Seed packets for certain varieties may contain information about disease resistance, represented by letters. These are called disease resistance codes, and more information about these codes can be found here

These are just a few of the terms you might see on seed packets. Investing time in reading the seed packet will ensure that you select the best varieties for your own garden.

6 tips for buying seeds

Be a savvy seed shopper by utilizing these tips to keep you on-task and under budget when shopping for seeds online.

  1. Make a garden plan before you buy.

This article outlines how to make a garden plan. If you’re stuck, this post offers three sample garden plans based on household size.
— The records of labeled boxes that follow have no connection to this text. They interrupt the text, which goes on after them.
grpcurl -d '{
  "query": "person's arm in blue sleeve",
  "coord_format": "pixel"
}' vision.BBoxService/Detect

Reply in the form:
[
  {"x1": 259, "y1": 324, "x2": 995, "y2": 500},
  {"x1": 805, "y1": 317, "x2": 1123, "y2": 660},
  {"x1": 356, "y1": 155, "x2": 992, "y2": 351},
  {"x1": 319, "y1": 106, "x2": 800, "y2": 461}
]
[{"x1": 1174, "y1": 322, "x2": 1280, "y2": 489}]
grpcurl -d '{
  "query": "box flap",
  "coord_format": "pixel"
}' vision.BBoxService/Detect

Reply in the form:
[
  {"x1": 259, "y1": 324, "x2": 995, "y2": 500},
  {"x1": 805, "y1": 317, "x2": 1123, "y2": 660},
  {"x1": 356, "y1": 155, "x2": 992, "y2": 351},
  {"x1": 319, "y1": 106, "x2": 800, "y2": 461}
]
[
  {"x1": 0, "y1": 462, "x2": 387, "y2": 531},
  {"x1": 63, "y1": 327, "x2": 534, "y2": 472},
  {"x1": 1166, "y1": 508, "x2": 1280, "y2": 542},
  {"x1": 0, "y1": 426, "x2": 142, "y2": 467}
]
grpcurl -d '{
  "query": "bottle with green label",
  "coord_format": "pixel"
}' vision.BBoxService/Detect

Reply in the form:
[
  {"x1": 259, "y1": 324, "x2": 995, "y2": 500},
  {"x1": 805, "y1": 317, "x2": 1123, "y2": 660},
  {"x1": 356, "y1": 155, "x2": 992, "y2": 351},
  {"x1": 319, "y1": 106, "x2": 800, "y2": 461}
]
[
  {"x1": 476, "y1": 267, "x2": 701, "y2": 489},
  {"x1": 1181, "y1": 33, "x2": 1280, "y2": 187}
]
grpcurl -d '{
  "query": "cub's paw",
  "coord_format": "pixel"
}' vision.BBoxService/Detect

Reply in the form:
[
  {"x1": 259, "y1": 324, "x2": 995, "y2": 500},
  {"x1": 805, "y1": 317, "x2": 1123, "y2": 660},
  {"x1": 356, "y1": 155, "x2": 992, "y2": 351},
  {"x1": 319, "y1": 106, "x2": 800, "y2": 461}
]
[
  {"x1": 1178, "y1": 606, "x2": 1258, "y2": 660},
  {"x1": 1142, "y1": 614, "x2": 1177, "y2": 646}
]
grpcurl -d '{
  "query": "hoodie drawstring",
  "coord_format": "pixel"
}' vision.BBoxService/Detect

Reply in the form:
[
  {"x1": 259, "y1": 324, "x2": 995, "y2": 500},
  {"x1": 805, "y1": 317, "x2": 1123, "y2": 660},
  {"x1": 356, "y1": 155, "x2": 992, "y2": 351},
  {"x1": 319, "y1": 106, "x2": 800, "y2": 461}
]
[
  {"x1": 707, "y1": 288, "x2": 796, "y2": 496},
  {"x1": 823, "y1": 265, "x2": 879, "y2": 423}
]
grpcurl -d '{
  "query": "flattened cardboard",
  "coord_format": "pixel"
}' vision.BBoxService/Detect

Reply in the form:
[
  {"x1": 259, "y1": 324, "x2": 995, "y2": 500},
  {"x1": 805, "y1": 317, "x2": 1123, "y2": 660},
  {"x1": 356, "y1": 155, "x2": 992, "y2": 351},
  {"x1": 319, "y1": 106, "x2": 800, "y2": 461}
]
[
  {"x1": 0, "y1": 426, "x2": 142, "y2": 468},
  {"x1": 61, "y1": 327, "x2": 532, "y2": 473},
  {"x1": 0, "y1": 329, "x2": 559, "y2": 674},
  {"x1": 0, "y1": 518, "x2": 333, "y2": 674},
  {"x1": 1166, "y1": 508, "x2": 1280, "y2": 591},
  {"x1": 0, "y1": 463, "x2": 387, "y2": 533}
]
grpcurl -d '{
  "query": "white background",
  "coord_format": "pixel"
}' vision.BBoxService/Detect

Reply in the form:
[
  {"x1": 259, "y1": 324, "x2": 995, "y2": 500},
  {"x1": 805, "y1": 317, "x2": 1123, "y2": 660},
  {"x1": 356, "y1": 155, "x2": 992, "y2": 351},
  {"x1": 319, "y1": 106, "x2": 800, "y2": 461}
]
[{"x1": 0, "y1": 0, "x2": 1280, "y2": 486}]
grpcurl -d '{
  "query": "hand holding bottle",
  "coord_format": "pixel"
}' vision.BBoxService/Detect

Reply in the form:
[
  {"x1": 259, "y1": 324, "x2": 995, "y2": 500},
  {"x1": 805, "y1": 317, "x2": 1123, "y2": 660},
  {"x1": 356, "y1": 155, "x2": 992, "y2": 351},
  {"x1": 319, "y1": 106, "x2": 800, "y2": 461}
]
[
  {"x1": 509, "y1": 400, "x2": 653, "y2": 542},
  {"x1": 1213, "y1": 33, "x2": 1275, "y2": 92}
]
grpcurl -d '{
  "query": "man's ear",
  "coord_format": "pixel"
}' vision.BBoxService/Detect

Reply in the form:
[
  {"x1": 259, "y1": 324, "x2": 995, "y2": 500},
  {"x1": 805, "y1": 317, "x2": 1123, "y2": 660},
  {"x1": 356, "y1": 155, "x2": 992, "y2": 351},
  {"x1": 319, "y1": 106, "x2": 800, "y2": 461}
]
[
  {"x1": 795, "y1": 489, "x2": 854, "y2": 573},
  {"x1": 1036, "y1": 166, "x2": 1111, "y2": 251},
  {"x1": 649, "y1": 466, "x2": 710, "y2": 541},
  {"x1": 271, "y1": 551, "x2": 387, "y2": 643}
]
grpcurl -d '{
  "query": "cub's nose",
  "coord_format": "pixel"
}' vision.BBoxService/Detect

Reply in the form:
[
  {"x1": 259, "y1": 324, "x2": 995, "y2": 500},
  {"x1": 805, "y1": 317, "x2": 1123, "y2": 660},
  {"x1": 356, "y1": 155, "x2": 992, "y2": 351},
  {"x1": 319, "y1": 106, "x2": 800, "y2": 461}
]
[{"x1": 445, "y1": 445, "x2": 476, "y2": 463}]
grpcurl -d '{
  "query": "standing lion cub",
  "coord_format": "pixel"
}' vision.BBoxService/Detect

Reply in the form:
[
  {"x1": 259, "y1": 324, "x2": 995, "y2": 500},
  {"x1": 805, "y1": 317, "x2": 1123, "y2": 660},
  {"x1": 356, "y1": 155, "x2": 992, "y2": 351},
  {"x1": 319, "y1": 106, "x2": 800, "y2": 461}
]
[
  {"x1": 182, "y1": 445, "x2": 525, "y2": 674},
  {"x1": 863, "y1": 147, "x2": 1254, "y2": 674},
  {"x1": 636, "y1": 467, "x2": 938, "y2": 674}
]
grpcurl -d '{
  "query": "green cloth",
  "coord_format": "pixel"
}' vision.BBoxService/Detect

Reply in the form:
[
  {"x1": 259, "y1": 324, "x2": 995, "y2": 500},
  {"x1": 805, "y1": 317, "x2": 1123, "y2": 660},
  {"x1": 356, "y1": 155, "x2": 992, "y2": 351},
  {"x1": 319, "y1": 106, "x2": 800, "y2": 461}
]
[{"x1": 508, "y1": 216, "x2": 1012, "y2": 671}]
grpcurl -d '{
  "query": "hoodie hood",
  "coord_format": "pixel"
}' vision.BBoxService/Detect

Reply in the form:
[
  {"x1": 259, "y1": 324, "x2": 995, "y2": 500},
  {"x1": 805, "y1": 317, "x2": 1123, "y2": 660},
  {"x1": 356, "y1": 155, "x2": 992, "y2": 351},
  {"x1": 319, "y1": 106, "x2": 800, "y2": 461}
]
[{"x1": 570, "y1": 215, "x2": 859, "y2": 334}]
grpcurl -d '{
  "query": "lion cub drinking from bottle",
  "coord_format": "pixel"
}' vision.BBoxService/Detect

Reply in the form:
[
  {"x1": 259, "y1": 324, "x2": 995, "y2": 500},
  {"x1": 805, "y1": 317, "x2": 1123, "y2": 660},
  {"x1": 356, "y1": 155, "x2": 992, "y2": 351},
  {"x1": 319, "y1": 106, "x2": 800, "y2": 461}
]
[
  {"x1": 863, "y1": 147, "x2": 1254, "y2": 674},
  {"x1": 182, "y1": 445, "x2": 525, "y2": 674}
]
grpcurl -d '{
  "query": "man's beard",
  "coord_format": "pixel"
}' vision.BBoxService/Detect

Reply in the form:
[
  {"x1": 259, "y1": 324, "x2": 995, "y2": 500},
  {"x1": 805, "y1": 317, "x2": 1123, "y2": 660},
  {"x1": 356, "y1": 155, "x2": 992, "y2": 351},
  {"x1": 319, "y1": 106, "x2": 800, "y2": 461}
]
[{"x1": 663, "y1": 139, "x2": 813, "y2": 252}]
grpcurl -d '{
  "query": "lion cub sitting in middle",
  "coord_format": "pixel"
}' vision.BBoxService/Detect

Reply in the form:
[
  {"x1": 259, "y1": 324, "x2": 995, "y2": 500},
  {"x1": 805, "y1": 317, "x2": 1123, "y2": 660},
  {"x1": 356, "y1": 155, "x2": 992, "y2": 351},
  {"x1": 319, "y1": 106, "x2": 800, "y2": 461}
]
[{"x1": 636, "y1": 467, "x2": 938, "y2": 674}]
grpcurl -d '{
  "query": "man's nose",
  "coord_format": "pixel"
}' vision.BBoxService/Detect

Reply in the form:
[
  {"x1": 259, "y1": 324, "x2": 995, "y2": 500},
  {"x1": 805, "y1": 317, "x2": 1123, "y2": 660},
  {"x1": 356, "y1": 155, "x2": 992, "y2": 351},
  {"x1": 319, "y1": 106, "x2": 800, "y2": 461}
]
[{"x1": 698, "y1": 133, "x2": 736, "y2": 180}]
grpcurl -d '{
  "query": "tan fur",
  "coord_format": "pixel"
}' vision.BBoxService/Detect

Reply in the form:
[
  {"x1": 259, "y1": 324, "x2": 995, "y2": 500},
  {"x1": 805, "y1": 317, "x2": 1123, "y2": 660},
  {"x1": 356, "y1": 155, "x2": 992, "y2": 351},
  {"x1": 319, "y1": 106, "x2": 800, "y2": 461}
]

  1. Inventory what you already have.

Some seeds are good for years past their purchase date. If you have leftover seeds from last season and the seeds were stored in a cool and dry location, you may be able to use them this season. Check this chart for a list of common seeds and how long they are typically good for.

  1. Research your hardiness zone, and local frost dates.

Take the time to do your research on each variety to ensure that you’re buying the right type of seed for your location. Find your USDA hardiness zone here and check your frost dates here.

  1. Buy seeds at the end of the year for the best deals, and buy seeds at the beginning of the year for the best quality.

Seeds often go on sale at the end of the year, to move the previous year’s product to make room for the next year’s stock. You’ll find the best deals on last year’s seeds, but new seeds will always have the highest germination rates. Order seeds at the beginning of the year to ensure you get the quantity and varieties that you want

  1. Buy seeds in bulk to save money.

At Seeds ‘N Such, we strive to make it easy to find quality seeds at an affordable price. And the more you buy, the more you save—so get organized and do all your seed shopping at once. Go in with friends on your seed order to save even more money.

  1. Opt for disease-resistant varieties when possible.

Hybrid seeds are generally more disease-resistant than heirlooms. Our breeders keep improving your favorite hybrid varieties every year so that you don’t have to sacrifice flavor for productivity in the garden.

In summary

Now that you have a better understanding of the language on the seed packets, you’re better prepared to make smarter, more informed decisions about which seeds to buy for your garden. Make a garden plan that is informed by your regional climate and choose your favorite disease-resistant varieties to set yourself up for success from the very beginning.